Ce très beau portrait de femme retrace la vie d'une jeune paysanne, Tess, dans l'Angleterre du XIXe siècle, dotée d'une grande sensibilité et d'une grande beauté (Nastassja Kinski, veux-tu m'épouser ?) qui mettent en émoi les hommes du comté. Son amour ira à Angel Clare, qui la délaissera à cause du terrible sort de sa première aventure avec Alexander d'Urberville. Les hommes de ce film ne feront que trahir Tess, du père alcoolique qui l'enverra chez les d'Urbervill contre sa volonté au prêtre qui refusera d'officier pour l'enterrement de son bébé. Ballotée de mésaventure en amour, Tess finira là où elle a commencé, dans la boue, avant qu'un amant toujours épris et qu'un mari revenu du Brésil, ne précipitent son funeste destin.

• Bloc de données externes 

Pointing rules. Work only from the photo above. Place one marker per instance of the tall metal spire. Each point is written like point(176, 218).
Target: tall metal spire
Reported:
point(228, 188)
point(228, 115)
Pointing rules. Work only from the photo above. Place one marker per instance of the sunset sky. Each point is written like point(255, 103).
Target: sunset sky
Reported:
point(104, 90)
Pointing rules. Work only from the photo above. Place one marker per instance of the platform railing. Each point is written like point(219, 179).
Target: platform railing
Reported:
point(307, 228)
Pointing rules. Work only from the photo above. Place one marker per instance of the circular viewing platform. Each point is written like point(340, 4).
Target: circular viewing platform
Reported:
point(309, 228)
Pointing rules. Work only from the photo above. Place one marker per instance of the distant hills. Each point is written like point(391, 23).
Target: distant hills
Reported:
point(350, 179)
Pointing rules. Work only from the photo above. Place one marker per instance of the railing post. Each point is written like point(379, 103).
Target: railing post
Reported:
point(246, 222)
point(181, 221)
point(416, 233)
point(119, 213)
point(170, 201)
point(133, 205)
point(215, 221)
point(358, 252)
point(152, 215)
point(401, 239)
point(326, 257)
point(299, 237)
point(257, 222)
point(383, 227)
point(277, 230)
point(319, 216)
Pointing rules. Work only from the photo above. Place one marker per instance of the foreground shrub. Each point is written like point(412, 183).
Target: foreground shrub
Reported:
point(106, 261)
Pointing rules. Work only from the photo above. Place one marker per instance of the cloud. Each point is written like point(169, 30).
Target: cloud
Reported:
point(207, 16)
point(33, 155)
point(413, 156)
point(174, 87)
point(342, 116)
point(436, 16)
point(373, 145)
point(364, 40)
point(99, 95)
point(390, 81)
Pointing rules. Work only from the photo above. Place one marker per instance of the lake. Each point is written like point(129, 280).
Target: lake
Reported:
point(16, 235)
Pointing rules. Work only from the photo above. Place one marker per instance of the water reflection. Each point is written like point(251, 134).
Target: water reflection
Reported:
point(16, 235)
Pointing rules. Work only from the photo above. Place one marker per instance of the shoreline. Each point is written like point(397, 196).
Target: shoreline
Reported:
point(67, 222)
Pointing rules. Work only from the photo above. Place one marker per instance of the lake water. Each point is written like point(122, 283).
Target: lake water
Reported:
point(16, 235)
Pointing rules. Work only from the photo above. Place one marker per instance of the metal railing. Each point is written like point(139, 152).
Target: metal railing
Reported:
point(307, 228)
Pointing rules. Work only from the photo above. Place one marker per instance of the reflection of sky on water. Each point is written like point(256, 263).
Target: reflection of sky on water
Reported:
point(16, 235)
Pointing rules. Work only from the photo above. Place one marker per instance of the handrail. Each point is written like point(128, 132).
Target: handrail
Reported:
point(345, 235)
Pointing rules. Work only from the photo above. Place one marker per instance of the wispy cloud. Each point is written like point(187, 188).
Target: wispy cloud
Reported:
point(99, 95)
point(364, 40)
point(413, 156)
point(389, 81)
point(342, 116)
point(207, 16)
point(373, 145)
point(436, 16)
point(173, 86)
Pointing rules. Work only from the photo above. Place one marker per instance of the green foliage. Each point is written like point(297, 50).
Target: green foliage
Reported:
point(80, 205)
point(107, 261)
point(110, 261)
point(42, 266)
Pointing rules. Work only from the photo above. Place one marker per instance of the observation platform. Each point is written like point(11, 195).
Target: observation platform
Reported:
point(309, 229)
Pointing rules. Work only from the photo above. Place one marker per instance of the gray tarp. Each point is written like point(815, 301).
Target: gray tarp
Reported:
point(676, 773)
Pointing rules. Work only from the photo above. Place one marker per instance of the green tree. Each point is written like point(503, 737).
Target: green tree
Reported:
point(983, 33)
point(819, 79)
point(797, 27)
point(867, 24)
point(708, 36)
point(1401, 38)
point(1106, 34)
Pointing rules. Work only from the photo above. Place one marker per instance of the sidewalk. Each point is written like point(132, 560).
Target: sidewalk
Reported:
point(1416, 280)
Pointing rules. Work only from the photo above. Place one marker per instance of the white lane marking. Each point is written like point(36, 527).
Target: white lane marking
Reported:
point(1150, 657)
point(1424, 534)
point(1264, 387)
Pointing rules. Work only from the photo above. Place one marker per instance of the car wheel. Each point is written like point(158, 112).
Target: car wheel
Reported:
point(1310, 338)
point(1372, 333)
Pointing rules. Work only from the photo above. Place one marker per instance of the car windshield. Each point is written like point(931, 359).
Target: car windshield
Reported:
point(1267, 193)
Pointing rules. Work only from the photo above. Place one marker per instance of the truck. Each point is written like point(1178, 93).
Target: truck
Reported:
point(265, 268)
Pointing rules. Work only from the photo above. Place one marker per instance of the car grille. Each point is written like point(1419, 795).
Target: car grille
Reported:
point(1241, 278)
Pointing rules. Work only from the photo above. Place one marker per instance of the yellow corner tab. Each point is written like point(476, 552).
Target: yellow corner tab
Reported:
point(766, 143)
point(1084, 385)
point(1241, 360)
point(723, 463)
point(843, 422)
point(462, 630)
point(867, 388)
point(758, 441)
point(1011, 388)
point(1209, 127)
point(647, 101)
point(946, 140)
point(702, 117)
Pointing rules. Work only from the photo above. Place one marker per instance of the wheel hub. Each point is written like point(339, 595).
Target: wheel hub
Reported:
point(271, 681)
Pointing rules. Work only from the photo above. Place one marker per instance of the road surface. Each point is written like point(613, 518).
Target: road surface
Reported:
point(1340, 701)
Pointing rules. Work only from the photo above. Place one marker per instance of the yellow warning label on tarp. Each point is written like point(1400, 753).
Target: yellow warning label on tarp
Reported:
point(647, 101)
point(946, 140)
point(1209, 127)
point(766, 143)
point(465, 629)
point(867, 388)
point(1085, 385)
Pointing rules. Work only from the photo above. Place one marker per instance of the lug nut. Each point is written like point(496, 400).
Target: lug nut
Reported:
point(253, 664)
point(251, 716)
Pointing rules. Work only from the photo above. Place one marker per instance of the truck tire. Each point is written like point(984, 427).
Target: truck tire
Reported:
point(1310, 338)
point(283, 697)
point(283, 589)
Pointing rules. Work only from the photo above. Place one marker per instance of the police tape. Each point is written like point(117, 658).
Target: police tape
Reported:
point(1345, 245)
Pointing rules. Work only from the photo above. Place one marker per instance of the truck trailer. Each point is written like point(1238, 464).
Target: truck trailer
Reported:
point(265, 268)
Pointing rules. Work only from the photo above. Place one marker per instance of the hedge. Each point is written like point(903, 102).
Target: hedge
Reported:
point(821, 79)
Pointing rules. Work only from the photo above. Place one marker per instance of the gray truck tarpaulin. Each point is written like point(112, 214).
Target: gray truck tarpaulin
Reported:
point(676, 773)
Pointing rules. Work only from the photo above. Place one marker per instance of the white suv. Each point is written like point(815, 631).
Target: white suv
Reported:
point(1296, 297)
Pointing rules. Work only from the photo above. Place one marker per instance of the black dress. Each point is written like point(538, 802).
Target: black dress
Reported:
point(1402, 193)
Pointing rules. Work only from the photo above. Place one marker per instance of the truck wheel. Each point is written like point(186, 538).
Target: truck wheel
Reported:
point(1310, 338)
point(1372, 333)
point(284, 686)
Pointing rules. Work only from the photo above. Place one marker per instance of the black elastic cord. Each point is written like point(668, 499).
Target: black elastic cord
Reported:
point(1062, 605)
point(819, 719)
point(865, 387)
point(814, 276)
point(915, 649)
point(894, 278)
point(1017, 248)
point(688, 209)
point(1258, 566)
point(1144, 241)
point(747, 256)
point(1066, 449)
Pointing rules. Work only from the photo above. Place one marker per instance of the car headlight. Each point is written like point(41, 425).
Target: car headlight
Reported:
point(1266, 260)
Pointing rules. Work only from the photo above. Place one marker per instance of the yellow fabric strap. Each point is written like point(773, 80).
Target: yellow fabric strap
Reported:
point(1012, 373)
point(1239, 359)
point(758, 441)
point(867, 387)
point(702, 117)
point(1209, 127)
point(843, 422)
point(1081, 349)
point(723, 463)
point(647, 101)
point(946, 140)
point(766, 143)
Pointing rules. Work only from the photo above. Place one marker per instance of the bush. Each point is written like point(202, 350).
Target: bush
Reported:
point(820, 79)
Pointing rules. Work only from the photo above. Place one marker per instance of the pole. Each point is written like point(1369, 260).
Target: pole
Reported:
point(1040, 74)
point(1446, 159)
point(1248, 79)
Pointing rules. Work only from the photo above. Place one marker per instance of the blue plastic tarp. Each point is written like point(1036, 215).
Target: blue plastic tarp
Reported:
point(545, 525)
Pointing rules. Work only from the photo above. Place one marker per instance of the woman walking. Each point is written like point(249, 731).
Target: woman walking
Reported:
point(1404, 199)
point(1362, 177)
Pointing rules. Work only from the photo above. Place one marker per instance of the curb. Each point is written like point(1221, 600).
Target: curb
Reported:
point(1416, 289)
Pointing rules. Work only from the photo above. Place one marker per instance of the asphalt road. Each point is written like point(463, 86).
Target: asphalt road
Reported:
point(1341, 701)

Certains plans sont d'une très grande beauté (notamment les scènes de travaux agricoles !), et plus généralement, la photo est très belle (et le scope y fait honneur). Les références à Barry Lyndon et Days of Heaven aperçues dans ce fil de discussion sont très pertinentes. Je rajouterais celle de Badlands (toute la fin y fait penser)
Les scènes où Tess connaîtra l'amour baignent dans le soleil, tandis que celles plus tristes sont embrumées (Tess abusée dans la forêt, capturée à Stonehenge...). La fin semble faire revenir l'amour inconditionnel entre Tess et Angel, mais Tess n'y croit plus, elle se sait déjà condamnée.

Splendide !

(J'ai vu le montage qui fait moins de 3h, celui de 3h10 est-il disponible en dvd ?)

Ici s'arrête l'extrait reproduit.